Ibritumomab tiuxetan

Monoclonal antibody
- Type: Whole antibody
- Source: Mouse
- Target: CD20

Clinical data
- Trade names: Zevalin
- AHFS/Drugs.com: Monograph
- License data: US DailyMed: Ibritumomab tiuxetan;
- Routes of administration: Intravenous
- ATC code: V10XX02 (WHO) ;

Legal status
- Legal status: US: ℞-only; EU: Lapsed;

Identifiers
- CAS Number: 206181-63-7;
- DrugBank: DB00078;
- ChemSpider: none;
- UNII: 4Q52C550XK;
- KEGG: D04489;
- ChEMBL: ChEMBL1201606;

= Ibritumomab tiuxetan =

Radioimmunotherapy treatment

Ibritumomab tiuxetan (pronounced /ɪbrɪˈtuːmoʊmæb taɪˈʌksɛtæn/), sold under the trade name Zevalin, is a monoclonal antibody radioimmunotherapy treatment for non-Hodgkin's lymphoma. The drug uses the monoclonal mouse IgG1 antibody ibritumomab in conjunction with the chelator tiuxetan, to which a radioactive isotope (either yttrium-90 or indium-111) is added.
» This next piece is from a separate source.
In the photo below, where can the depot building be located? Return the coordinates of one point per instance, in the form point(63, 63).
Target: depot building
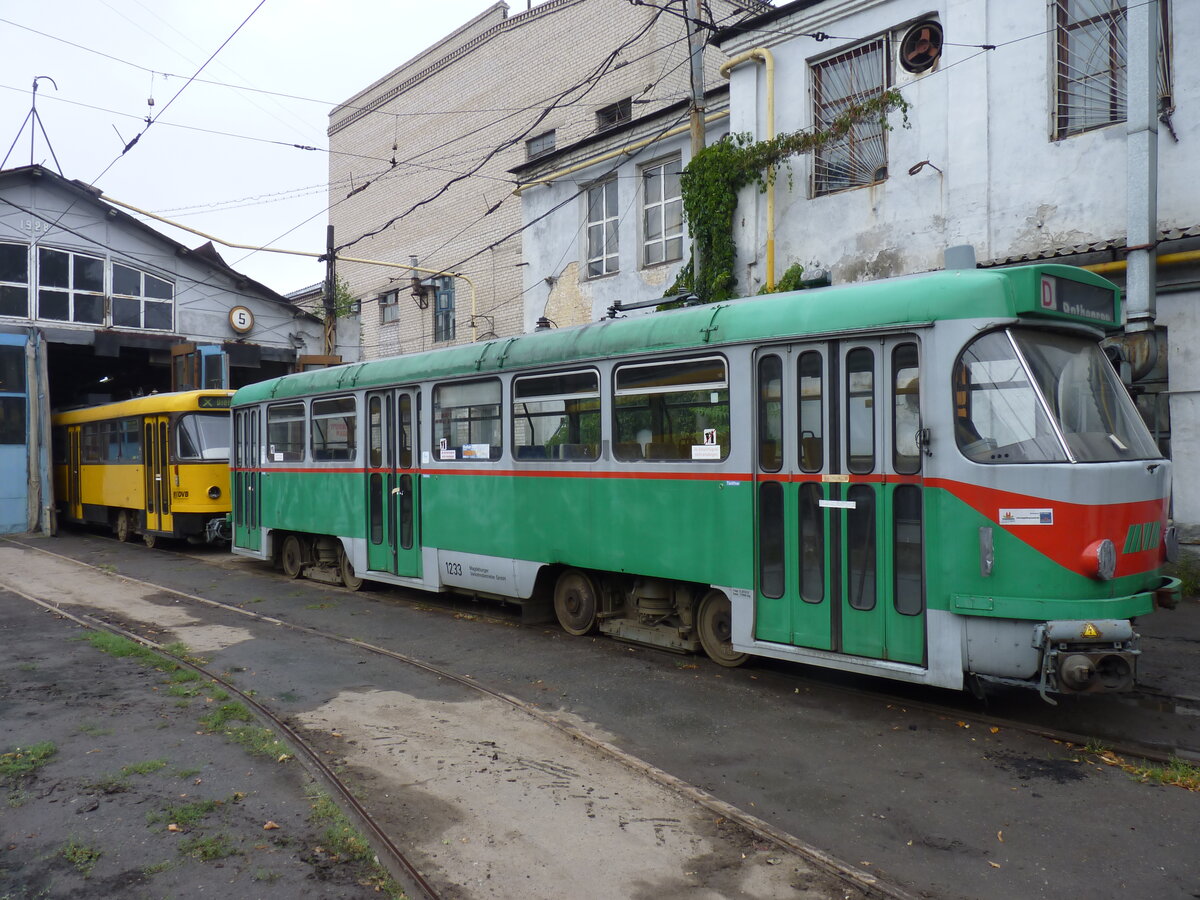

Tiuxetan is a modified version of DTPA whose carbon backbone contains an isothiocyanatobenzyl and a methyl group.

==Medical use==
Ibritumomab tiuxetan is used to treat relapsed or refractory, low grade or transformed B cell non-Hodgkin's lymphoma (NHL), a lymphoproliferative disorder, and previously untreated follicular NHL in adults who achieve a partial or complete response to first-line chemotherapy.

The treatment starts with an infusion of rituximab. This may be followed by an administration of indium-111 labeled ibritumomab tiuxetan (^{111}In replaces the ^{90}Y component) to allow the distribution of the medication to be imaged on a gamma camera, before the actual therapy is administered.

===Mechanism of action===
The antibody binds to the CD20 antigen found on the surface of normal and malignant B cells (but not B cell precursors), allowing radiation from the attached isotope (mostly beta emission) to kill it and some nearby cells. In addition, the antibody itself may trigger cell death via antibody-dependent cell-mediated cytotoxicity (ADCC), complement-dependent cytotoxicity (CDC), and apoptosis. Together, these actions eliminate B cells from the body, allowing a new population of healthy B cells to develop from lymphoid stem cells.

==History==
Developed by IDEC Pharmaceuticals, now part of Biogen Idec, ibritumomab tiuxetan was the first radioimmunotherapy drug approved by the US Food and Drug Administration (FDA) in 2002 to treat cancer. It was approved for the treatment of people with relapsed or refractory, low‑grade or follicular B‑cell non‑Hodgkin's lymphoma (NHL), including people with rituximab refractory follicular NHL. It was given marketing authorization by the European Medicines Agency in 2004 for the treatment of adults with rituximab relapsed or refractory CD20+ follicular B-cell non-Hodgkin's lymphoma but. The authorization lapsed in July 2024, after it wasn't marketed for more than three consecutive years.

In September 2009, ibritumomab tiuxetan received approval from the FDA for an expanded label to include previously untreated people with a chemotherapy response.

== Society and culture ==
=== Economics ===
Ibritumomab tiuxetan is under patent protection and not available in generic form. When approved, it was the most expensive medication available given in a single dose, costing over (€30,000) for the average dose. Compared with other monoclonal antibody treatments (many of which are well over $40,000 for a course of therapy), it may be considered cost effective.